If it is the case of using the Japanese dub for the Mandarin then how much different it sounds from the ADV actors depends on how well they can mimic the voices of the original actors. If they sound a lot a like the original cast then there won't a radical change when the Mandarin pops up. But I was referring to the ADV actors doing all of the lines even the language specific ones.

Quote:
The thin excuse that Chinese is a "tonal language" only goes so far.

It's not a thin excuse, it's a linguistic fact.

Quote:
The latter could work, it's worked for countless bands over the years & Firefly showed it could be done, but time and time again the Japanese have tried to employ "fluent" speakers of English, or had actors "sound out" English dialogue, and it has often come to stunning failure. The Second Barrage of The Black Lagoon Company stands in testament to this. Of course, I put more stock in the ADV crew than in the unknown (to me) Japanese actors. I still don't think it is worth the time and expense.

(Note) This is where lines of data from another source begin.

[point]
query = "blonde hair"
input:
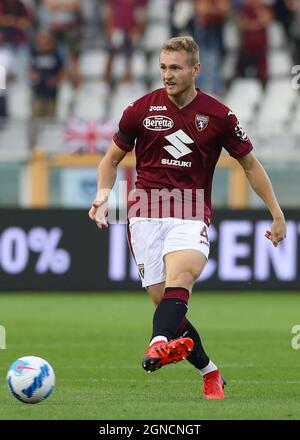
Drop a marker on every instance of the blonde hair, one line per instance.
(186, 43)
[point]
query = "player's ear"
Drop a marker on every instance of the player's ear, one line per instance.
(197, 68)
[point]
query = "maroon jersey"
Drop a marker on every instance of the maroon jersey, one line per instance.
(179, 148)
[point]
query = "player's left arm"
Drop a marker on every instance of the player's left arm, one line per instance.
(261, 184)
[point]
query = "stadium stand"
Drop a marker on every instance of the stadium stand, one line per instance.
(265, 111)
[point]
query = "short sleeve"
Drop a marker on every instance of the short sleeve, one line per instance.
(234, 138)
(127, 134)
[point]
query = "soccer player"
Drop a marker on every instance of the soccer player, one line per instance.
(178, 133)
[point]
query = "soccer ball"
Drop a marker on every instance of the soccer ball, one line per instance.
(31, 379)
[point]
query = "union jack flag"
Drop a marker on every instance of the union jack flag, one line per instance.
(89, 137)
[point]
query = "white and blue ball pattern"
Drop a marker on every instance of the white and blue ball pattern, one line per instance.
(31, 379)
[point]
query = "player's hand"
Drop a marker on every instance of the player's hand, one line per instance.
(278, 231)
(98, 212)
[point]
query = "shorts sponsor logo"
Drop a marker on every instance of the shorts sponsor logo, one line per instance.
(155, 108)
(158, 123)
(141, 268)
(201, 122)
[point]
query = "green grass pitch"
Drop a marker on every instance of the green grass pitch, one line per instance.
(95, 342)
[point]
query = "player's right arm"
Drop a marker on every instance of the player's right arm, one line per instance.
(106, 176)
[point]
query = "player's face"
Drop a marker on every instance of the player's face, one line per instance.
(177, 73)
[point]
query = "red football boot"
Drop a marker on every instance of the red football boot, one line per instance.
(213, 385)
(162, 353)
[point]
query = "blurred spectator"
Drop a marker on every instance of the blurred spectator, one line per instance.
(15, 23)
(124, 23)
(284, 14)
(181, 17)
(73, 69)
(6, 64)
(46, 75)
(208, 32)
(295, 29)
(63, 19)
(254, 18)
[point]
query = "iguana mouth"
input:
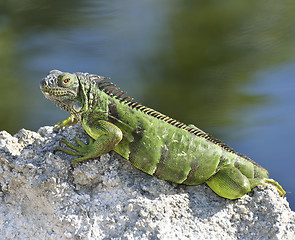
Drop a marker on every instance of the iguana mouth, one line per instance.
(56, 92)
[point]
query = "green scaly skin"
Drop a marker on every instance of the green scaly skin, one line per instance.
(151, 141)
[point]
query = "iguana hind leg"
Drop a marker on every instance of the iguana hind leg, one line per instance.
(230, 183)
(105, 134)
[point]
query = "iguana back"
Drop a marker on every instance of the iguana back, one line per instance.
(151, 141)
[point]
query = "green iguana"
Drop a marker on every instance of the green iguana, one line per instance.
(151, 141)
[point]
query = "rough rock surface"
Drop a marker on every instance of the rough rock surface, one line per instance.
(43, 197)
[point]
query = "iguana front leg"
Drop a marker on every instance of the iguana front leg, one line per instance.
(105, 134)
(65, 123)
(229, 182)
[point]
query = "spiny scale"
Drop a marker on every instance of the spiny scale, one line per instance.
(111, 89)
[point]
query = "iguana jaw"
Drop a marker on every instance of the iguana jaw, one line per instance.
(66, 97)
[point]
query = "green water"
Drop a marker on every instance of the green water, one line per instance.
(225, 66)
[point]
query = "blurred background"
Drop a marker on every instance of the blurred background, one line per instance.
(226, 66)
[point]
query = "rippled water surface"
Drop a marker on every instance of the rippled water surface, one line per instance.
(226, 67)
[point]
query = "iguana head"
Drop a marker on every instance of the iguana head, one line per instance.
(63, 89)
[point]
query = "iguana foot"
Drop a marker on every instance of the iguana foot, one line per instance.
(83, 150)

Well the only reason you would put more stock in the ADV crew doing it is because they would be speaking in a foreign language and you would not be hypercritical of pronunciation issues. The English dub when they put on a Japanese accent just to say their character's Japanese names don't sound any better. English dubs would rather ruin the atmosphere that's created by multilingual audio tracks over sounding uncool by mispronouncing some foreign words a bit.

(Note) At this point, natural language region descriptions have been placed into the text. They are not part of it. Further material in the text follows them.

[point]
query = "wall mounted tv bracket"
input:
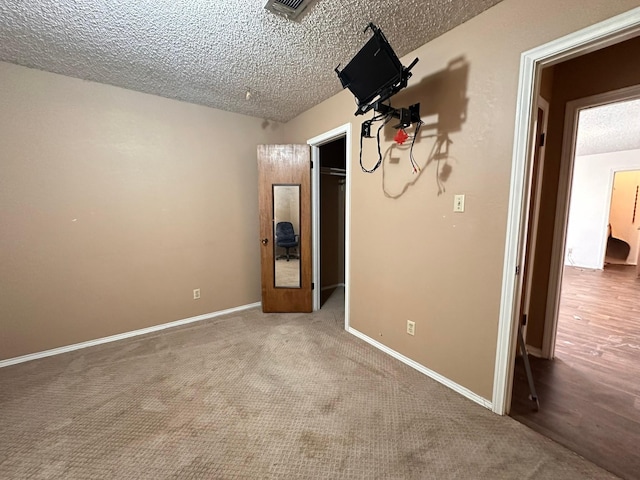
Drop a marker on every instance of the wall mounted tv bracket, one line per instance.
(407, 117)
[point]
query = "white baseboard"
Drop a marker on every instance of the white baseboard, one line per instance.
(122, 336)
(535, 351)
(465, 392)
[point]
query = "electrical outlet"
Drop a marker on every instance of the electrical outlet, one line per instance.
(411, 327)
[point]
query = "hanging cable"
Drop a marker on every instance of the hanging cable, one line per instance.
(379, 162)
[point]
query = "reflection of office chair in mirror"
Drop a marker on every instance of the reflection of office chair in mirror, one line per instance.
(286, 238)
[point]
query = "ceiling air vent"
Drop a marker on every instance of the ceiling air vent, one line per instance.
(291, 9)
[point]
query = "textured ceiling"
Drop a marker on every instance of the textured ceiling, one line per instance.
(609, 128)
(212, 52)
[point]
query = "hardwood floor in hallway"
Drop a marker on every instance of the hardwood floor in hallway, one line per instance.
(590, 393)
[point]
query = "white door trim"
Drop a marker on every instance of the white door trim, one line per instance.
(572, 112)
(315, 143)
(608, 32)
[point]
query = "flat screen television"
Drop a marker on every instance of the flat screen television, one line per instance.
(375, 73)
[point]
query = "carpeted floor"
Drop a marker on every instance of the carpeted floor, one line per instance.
(259, 396)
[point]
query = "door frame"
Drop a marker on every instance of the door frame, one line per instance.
(603, 34)
(315, 143)
(570, 133)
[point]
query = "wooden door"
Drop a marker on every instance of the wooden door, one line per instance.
(532, 224)
(284, 197)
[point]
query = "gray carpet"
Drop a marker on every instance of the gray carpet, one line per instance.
(256, 395)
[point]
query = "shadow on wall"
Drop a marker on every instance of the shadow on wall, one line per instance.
(443, 109)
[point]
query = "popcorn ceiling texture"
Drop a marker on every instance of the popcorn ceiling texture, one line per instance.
(211, 52)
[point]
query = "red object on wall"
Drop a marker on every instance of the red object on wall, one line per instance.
(401, 136)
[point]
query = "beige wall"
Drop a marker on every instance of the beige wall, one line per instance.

I don't know why you put more stock in English dubbers when they have proven an aversion to speaking anything other than English in dubs. I have heard more Original Audio like Rainbow, Detective Conan, and Hajime No Ippo do fine jobs when certain characters don't speak in Japanese.

Quote:

To be blunt, what good would language "authenticity" do if the show were to suck?


The dub can suck with or without retaining the other languages. Attempting to retain the intention of the original work means dialogue, visuals, and the plot won't need to be massaged in order to hide the inconsistency a single language dub would produce.